Today I got an email from a tech support guy for a vendor we use, asking if I'd tried their latest version to see if it fixed the problem I was having. Basically, it's a proprietary message bus that's very simple, and at the same time, fast. The problem is, it's not really fast enough to warrant being on it's own, but it's so old, that when it was new, it was probably something pretty useful - in the context of their system.

He asked a bunch of questions, all things I'd gone over with the last guy that contacted me on the 18 month old bug, but I wrote back a detailed message saying what I'd tried and what I believed to be the issue. However, because of the way they wrote their library, there's really no way I can know what's happening under the covers.

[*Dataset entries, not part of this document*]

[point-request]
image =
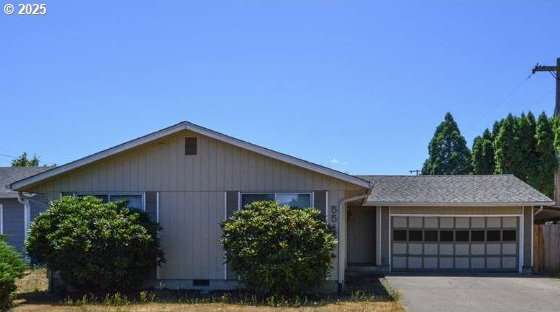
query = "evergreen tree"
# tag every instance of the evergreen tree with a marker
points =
(483, 154)
(525, 169)
(24, 161)
(546, 162)
(506, 146)
(448, 151)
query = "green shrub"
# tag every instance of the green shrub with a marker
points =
(11, 268)
(96, 247)
(277, 250)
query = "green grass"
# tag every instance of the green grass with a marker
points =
(32, 296)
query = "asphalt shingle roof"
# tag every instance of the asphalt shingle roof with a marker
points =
(11, 174)
(452, 189)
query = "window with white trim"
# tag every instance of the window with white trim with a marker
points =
(135, 201)
(294, 200)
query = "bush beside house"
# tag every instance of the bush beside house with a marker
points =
(277, 250)
(96, 247)
(11, 268)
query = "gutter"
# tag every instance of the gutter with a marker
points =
(341, 210)
(538, 211)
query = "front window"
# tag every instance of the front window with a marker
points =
(294, 200)
(135, 201)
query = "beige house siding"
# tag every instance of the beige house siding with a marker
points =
(192, 193)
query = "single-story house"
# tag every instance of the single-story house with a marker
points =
(16, 212)
(190, 178)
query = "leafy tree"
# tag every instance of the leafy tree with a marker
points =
(546, 162)
(24, 161)
(506, 146)
(11, 268)
(483, 154)
(96, 247)
(277, 250)
(448, 151)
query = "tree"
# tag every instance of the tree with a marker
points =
(483, 154)
(448, 151)
(11, 268)
(24, 161)
(96, 247)
(278, 250)
(506, 146)
(525, 168)
(546, 162)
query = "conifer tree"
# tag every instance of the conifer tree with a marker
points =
(506, 146)
(448, 151)
(546, 162)
(483, 154)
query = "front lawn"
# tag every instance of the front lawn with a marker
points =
(32, 296)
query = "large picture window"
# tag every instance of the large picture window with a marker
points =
(135, 201)
(294, 200)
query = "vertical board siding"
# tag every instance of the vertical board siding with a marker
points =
(547, 248)
(151, 205)
(191, 189)
(528, 236)
(13, 218)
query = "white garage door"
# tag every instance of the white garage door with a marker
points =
(454, 243)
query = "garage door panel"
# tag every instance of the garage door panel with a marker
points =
(462, 249)
(509, 249)
(455, 243)
(493, 249)
(478, 263)
(493, 263)
(399, 262)
(414, 262)
(446, 249)
(415, 249)
(430, 249)
(430, 262)
(399, 248)
(477, 249)
(509, 262)
(462, 263)
(462, 222)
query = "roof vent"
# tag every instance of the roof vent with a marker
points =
(190, 146)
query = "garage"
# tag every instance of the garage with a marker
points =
(455, 243)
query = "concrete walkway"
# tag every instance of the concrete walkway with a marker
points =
(477, 293)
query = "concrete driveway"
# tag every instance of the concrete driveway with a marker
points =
(477, 293)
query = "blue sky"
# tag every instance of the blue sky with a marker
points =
(356, 85)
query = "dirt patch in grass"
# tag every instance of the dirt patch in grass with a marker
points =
(370, 295)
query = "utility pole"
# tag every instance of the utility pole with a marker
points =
(555, 72)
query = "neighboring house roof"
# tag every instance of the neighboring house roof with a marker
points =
(197, 129)
(11, 174)
(453, 190)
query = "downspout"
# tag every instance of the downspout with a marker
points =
(341, 206)
(26, 210)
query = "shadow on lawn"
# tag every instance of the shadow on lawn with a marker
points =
(369, 289)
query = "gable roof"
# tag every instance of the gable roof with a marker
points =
(11, 174)
(182, 126)
(453, 190)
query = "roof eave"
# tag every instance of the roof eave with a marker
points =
(458, 204)
(30, 181)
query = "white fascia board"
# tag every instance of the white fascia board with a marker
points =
(197, 129)
(428, 204)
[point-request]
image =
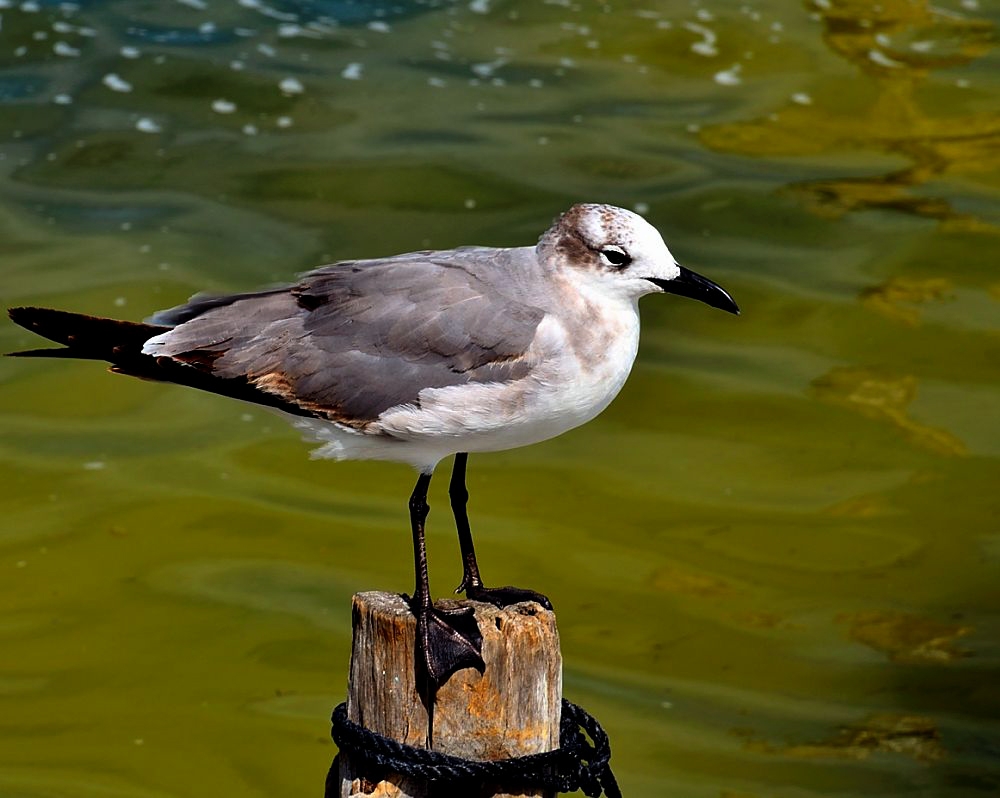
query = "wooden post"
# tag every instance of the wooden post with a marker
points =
(512, 709)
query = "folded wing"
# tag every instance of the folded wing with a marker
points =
(351, 340)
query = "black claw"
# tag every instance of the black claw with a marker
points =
(506, 596)
(447, 641)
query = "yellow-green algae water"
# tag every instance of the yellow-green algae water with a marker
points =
(775, 558)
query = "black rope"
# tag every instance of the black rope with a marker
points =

I suspect that it's in the socket handling - specifically the use of the poll() system call, and what it returns in different conditions. I know from experience that it can be tricky on linux if the socket gets in a weird state. My friend who wrote our C++ wrapper to the C API from the vendor did the simple poll() system call to see if there was a pending message on the socket, and if so, he'd call their handling method. But he used the simple poll() system call.

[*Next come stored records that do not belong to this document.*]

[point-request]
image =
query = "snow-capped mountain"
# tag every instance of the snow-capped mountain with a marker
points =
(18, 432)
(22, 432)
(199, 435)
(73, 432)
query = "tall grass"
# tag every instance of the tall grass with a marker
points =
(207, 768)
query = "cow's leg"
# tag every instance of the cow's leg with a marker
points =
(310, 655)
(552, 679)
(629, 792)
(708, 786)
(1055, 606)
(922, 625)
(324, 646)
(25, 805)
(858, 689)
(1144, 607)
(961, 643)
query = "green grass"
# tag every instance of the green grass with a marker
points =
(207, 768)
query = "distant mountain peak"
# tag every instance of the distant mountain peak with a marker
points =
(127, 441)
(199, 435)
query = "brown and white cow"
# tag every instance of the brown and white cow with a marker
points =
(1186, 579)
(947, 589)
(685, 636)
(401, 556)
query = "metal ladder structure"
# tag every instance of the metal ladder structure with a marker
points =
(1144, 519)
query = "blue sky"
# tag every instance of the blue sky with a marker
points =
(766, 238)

I decided that I'd see if the improved poll() I had written for CKit would help. It's got a lot better error handling and maybe the issue is with that. Certainly a good place to start. So I added that code, and we'll see what happens.

If that's not the case, then I'm going to start logging the activity around the poll() call to see if the vendor's handler function is hanging, or if there's even data at the socket to read. I'm not sure what's going to come of this, but it's an interesting diversion. Maybe I can come up with a work-around and fix this horrible problem.